Ahora, por ejemplo, plantea el Sínodo dedicado a la sinodalidad, que tiene cierto eco jesuita…
La sinodalidad permite hacer de la Iglesia una comunidad que discierne. En América Latina nunca usamos la palabra sinodalidad, sino Pueblo de Dios para insistir precisamente en lo que es un pueblo, que es un grupo variado de personas, de edades, de compromisos, de formación… y es de Dios. ¿Por qué? Porque es guiado por Dios, es reunido por Dios y acompañado. La lectura del Éxodo es muy clara. El pueblo no se inventa a sí mismo; Dios lo crea y lo acompaña. Las imágenes que usa el Éxodo son muy bellas: el Señor oscurece, amanece, da de comer, da agua, acompaña… El que conoce el camino no es Moisés y no es el pueblo, es Dios. Y ahí entra el discernimiento. Ese proceso es lo que sería la sinodalidad.
En Iberoamérica entienden bien eso de aprender del otro y tender puentes. ¿De qué nos tenemos que despojar en la Iglesia para llegar a eso?
Nos tenemos que despojar de la seguridad de que lo sabemos todo. Cuando uno reconoce que es polvo de Dios, que es Dios el que guía, reconoce que no sabe cuál es el camino y que hay que preguntar, hay que preguntar a Dios. Me dice mucho el prólogo del cuarto Evangelio: «A Dios nadie lo ha visto jamás», ha sido Jesús el que nos lo ha mostrado. Conocemos a Dios a través de la humanidad de Jesús y de la historia, de los signos de su presencia en la historia humana. Y eso es el discernimiento: aprender a leer esos signos y seguirlos. Hay que elegir seguir ese camino.
¿Qué le pediría hoy a un ignaciano?
Que aproveche la oportunidad que tiene no ya este año, sino siempre. Que aproveche para crecer en ese ver nuevas todas las cosas en Cristo, para adquirir la mirada de Jesús. ¿Cómo se adquiere esa mirada? En los ejercicios, en la contemplación de Jesús, que nunca se acaba. Porque uno contempla y contempla y siempre consigue novedad; es lo que le permite a uno ir asumiendo esa mirada, ver el mundo desde ahí y entonces actuar.

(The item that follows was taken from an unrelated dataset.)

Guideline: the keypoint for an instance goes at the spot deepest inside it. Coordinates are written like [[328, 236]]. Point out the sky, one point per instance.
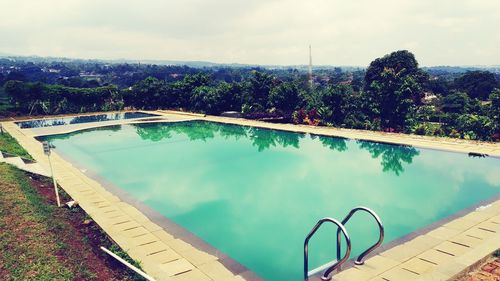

• 29-31 de julio. El encuentro mundial de jóvenes de CVX se desarrolla online con el tema Embrace the world in an ignatian way. Además del padre general y del provincial de España, Antonio España, SJ, intervienen Daniel Villanueva, SJ, José María Rodríguez Olaizola, SJ, y miembros de distintas comunidades de CVX.
• 31 de julio. En la fiesta de san Ignacio de Loyola, el padre Arturo Sosa visita el santuario de Manresa para rememorar la experiencia fundante que vivió allí.
• 23-26 de septiembre. Loyola acoge el Encuentro Nacional de Delegados y Responsables de Pastoral Juvenil de España, organizado por la Conferencia Episcopal.